= Electronic referendum =

Electronic Voting System

An electronic referendum (or e-referendum) is a referendum in which voting is aided by electronic means. E-referendum employs information and communication technology such as the Internet (e-voting) or digital telephones rather than a classical ballot box or traditional methods system. Traditionally, e-referendums are organised by governmental bodies, but nowadays, there exist private companies that can facilitate online referendums or other types of e-voting.

An electronic referendum provides a less time-consuming option of casting a vote for citizens; it can also be performed without attending an official voting place. It has also been assumed to lead to a higher voter turnout and an increase in the citizens’ political engagement; however, this is not always the case.
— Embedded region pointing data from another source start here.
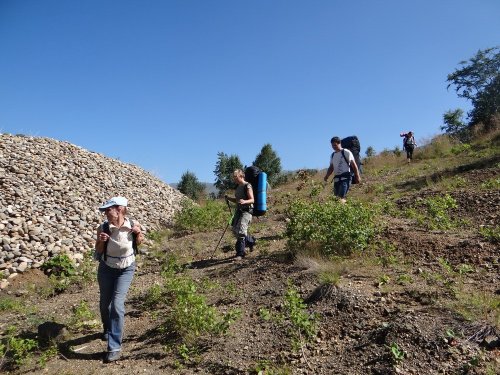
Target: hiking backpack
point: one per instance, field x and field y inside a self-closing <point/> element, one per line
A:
<point x="105" y="229"/>
<point x="258" y="180"/>
<point x="352" y="144"/>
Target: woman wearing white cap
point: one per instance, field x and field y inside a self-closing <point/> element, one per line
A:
<point x="116" y="240"/>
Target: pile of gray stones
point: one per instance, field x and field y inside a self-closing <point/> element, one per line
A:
<point x="50" y="192"/>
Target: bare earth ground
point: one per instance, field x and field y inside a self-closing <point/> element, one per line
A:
<point x="359" y="318"/>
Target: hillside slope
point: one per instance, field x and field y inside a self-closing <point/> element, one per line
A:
<point x="420" y="299"/>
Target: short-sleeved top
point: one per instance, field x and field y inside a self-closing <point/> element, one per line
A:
<point x="339" y="164"/>
<point x="410" y="141"/>
<point x="120" y="252"/>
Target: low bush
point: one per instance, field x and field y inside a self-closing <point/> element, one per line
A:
<point x="433" y="212"/>
<point x="330" y="228"/>
<point x="60" y="265"/>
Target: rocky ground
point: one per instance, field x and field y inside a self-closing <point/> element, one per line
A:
<point x="426" y="303"/>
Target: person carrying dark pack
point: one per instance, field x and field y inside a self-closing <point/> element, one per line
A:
<point x="409" y="145"/>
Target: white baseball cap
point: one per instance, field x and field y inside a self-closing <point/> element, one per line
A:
<point x="115" y="201"/>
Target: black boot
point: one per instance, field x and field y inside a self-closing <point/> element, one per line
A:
<point x="240" y="247"/>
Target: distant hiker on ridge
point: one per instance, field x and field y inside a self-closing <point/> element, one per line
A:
<point x="341" y="162"/>
<point x="409" y="145"/>
<point x="244" y="198"/>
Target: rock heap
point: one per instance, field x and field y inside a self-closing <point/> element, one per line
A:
<point x="49" y="195"/>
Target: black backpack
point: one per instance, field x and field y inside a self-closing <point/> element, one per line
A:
<point x="352" y="144"/>
<point x="252" y="175"/>
<point x="105" y="229"/>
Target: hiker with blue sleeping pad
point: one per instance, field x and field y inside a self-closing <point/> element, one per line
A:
<point x="343" y="164"/>
<point x="244" y="199"/>
<point x="116" y="247"/>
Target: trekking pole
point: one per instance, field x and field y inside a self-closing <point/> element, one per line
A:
<point x="223" y="233"/>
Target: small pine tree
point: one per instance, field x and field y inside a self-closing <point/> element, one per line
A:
<point x="190" y="186"/>
<point x="224" y="172"/>
<point x="454" y="125"/>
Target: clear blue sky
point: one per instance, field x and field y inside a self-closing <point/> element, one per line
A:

E-referendum made the referendum voting more accessible to those living abroad and to disabled people.

== History ==
The Italian seaside town Ladispoli held three e-referendums in 2004 regarding the protection of archaeological sites, participatory budgeting, and the involvement of immigrants in political life. It was part of "E-poll": a European Union project dedicated to the experimentation of electronic voting. This project also took place in the other four Italian cities: Avellino, Campobasso, Specchia, and Cremona. In the case of Ladispoli, the vote was open to all citizens and immigrants.
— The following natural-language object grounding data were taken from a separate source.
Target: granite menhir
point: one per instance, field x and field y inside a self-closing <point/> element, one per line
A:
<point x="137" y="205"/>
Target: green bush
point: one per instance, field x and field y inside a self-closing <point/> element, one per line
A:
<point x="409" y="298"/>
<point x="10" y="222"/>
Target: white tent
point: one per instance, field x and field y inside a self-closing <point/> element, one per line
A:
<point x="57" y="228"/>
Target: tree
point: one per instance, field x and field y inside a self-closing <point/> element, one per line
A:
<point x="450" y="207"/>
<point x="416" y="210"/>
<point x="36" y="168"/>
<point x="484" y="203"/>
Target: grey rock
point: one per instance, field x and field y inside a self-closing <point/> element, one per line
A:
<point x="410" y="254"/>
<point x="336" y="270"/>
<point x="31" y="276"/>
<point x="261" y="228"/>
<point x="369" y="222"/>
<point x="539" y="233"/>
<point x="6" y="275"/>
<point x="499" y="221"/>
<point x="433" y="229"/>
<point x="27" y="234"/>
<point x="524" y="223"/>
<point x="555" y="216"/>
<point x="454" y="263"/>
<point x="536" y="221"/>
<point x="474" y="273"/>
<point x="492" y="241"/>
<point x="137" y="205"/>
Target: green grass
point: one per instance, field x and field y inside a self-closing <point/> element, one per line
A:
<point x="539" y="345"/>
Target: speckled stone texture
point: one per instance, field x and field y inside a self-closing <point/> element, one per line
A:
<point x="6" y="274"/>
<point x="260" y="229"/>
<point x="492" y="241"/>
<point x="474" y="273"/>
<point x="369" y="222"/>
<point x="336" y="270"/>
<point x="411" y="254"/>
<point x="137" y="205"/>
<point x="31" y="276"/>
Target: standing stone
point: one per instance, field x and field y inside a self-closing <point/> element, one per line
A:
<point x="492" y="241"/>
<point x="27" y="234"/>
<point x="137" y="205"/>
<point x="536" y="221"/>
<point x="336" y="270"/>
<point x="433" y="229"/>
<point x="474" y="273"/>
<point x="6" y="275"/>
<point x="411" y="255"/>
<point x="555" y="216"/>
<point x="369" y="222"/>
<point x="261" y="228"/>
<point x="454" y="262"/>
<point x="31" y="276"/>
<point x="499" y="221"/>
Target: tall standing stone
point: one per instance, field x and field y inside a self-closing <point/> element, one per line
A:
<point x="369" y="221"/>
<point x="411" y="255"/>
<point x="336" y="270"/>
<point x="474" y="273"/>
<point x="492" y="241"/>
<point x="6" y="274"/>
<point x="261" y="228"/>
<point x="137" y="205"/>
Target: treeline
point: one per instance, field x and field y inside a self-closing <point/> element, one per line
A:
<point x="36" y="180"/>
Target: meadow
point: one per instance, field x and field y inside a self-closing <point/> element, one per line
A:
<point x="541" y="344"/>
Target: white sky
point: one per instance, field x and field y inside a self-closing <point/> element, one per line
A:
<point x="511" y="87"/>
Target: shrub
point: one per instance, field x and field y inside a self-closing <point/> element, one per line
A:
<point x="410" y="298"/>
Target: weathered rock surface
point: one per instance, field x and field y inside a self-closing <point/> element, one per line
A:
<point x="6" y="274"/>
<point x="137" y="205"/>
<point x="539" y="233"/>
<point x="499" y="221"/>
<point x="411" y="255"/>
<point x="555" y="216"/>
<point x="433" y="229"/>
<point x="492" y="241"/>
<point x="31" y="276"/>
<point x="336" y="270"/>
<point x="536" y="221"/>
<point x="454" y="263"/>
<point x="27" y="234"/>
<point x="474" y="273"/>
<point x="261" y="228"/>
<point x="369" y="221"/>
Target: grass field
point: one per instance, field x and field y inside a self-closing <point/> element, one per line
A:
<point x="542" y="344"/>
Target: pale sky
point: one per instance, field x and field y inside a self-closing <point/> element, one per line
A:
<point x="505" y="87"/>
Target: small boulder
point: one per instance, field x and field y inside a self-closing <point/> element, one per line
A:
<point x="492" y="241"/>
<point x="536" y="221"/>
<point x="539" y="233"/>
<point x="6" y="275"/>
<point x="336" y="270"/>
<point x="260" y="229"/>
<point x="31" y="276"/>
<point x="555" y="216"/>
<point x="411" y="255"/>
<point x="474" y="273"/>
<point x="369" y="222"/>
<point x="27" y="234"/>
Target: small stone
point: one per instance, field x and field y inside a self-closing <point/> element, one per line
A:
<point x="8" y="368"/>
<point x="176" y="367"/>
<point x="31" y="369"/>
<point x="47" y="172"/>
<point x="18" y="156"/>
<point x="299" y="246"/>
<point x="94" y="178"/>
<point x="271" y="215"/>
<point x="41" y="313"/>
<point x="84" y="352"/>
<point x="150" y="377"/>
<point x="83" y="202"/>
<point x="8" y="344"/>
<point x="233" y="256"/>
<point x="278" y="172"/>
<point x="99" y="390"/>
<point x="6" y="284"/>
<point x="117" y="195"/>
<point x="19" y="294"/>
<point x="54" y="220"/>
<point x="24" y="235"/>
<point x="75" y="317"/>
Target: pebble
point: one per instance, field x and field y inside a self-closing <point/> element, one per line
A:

Lately, in 2005, e-referendum was also experimented in Tallinn, the Estonian capital city. In the same year, Spain and France experienced the e-referendum, adopting the remote i-Voting and special tools, respectively.

== In practice ==

=== Switzerland ===
Following the European experience with e-referendum. Switzerland developed different electronic voting systems, such as the Geneva E-voting System or the Zurich E-voting System. Switzerland could enable referendums via the Internet at local or federal levels.

=== Ireland ===
During the 2002 referendum on the Treaty of Nice, Ireland used electronic voting machines in seven constituencies on a trial basis.

In 2004, the government abandoned its plans to introduce a nationwide electronic system after a report from the Independent Commission on Electronic Voting and Counting raised concerns about the machines' reliability and the ballot's integrity. E-voting was scrapped in 2009 when further reports confirmed issues over the reliability of the process and the difficulty of storage of the voting machines because of high costs.

=== Canada ===
The Canadian Citizens Party has propositions about referendum protocols. Canadians can establish an account and post policy recommendations on a platform. Other individuals can sign petitions linked to the recommendations through an electronic signature.